Vegas Chefs Turn Their Backs on Hormones and Antibiotics
Vegas Chefs Turn Their Backs on Hormones and Antibiotics
It was more than eight months ago that I sipped a margarita on the patio of Mandalay Bay’s Border Grill and listened to Mary Sue Milliken espouse the virtues of meat and poultry that are free of hormones and antibiotics. The topic wasn’t new to me—in many ways she was preaching to the choir. But Milliken (much like her business partner Susan Feniger) is someone who is always eager to educate those who talk food with her.
The finances of factory farming aren’t difficult to understand. Pumping an animal full of hormones and/or antibiotics can help it grow larger, and prevent disease outbreaks associated with the deplorable conditions common to modern factory farming. But the effects are unsettled and controversial. Animal hormones have been blamed for everything from cancer to the early onset of puberty in girls. And the flood of antibiotics in our food environment has triggered similar health fears.

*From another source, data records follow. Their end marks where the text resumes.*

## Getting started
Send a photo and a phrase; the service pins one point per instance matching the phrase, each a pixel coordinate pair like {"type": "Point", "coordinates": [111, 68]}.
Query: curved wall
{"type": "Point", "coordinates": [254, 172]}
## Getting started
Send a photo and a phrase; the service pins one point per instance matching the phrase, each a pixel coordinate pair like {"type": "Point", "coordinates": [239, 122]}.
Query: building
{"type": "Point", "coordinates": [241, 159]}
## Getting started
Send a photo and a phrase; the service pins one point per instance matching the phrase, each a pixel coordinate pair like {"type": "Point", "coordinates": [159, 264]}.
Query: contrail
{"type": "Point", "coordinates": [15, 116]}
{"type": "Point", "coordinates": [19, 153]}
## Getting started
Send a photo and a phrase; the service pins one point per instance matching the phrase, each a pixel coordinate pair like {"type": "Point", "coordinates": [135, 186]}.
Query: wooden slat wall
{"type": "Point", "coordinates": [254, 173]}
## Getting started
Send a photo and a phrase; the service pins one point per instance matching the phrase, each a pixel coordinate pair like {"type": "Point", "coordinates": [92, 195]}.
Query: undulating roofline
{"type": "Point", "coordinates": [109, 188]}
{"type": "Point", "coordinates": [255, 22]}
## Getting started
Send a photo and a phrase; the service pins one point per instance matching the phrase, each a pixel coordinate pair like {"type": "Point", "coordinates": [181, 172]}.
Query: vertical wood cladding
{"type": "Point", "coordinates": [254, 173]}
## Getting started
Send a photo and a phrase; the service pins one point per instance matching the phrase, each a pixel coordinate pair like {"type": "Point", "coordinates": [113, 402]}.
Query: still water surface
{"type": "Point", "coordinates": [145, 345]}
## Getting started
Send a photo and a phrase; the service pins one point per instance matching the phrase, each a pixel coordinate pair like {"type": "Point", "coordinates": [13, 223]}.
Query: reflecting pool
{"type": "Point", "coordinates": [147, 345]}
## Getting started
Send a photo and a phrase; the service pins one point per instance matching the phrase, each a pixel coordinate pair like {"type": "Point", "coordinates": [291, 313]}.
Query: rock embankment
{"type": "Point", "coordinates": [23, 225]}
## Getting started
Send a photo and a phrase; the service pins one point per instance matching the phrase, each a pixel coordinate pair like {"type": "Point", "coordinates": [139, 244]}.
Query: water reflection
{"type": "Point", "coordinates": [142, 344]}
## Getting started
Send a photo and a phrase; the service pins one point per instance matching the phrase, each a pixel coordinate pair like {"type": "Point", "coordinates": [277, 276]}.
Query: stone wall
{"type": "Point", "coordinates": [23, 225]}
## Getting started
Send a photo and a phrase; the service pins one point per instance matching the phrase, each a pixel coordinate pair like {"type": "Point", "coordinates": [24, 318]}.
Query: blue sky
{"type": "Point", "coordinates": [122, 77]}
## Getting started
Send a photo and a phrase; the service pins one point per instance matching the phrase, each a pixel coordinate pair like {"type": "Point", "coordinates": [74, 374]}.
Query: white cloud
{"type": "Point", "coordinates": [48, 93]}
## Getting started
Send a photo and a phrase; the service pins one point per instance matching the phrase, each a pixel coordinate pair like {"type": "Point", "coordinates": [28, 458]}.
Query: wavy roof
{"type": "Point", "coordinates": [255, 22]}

“We don’t know everything that these residual antibiotics in the animals and in the water table and the soil does to us,” Milliken says. “But our dieticians say that it kills everything in your gut, and that creates obesity.”
That’s just one of the many reasons why Border Grill and many other top Las Vegas restaurants are opting to use animals raised naturally.
“I don’t eat bad chicken,” Guy Savoy’s executive chef Mathieu Chartron says. “So why would I give my guests bad chicken?” He insists that all of the chicken, beef and veal on his menu is raised naturally, and all of his fish is caught in the wild. The cost might add an extra 10 or 15 percent to the final bill but, he points out, “at the end of the day you’re going to save it on medicine.”
That cost of converting to antibiotic- and hormone-free meats is also unsettled. At Yardbird Southern Table & Bar, where they use free-range chickens raised without hormones or antibiotics, chef Todd Harrington admits his product costs three times as much as mass-produced birds, but says the taste is far better. Over at the Stratosphere, chef Rick Giffen recently switched to using an all-natural product for the lollipop chicken wings in his lounge and saw the raw price rise from about $3.30 a pound to $3.80—but says that increase was offset by labor costs he saved thanks to better preparation. In the meantime Milliken, who supports federal regulations barring the use of certain artificial substances in food, feels the price increase could be reduced to “a couple of cents a pound.” And it’s a price she’s more than happy to pay.
“People should be able to feel they can trust a product when they buy it,” she says of the overall American food supply. “And at this point they can’t.”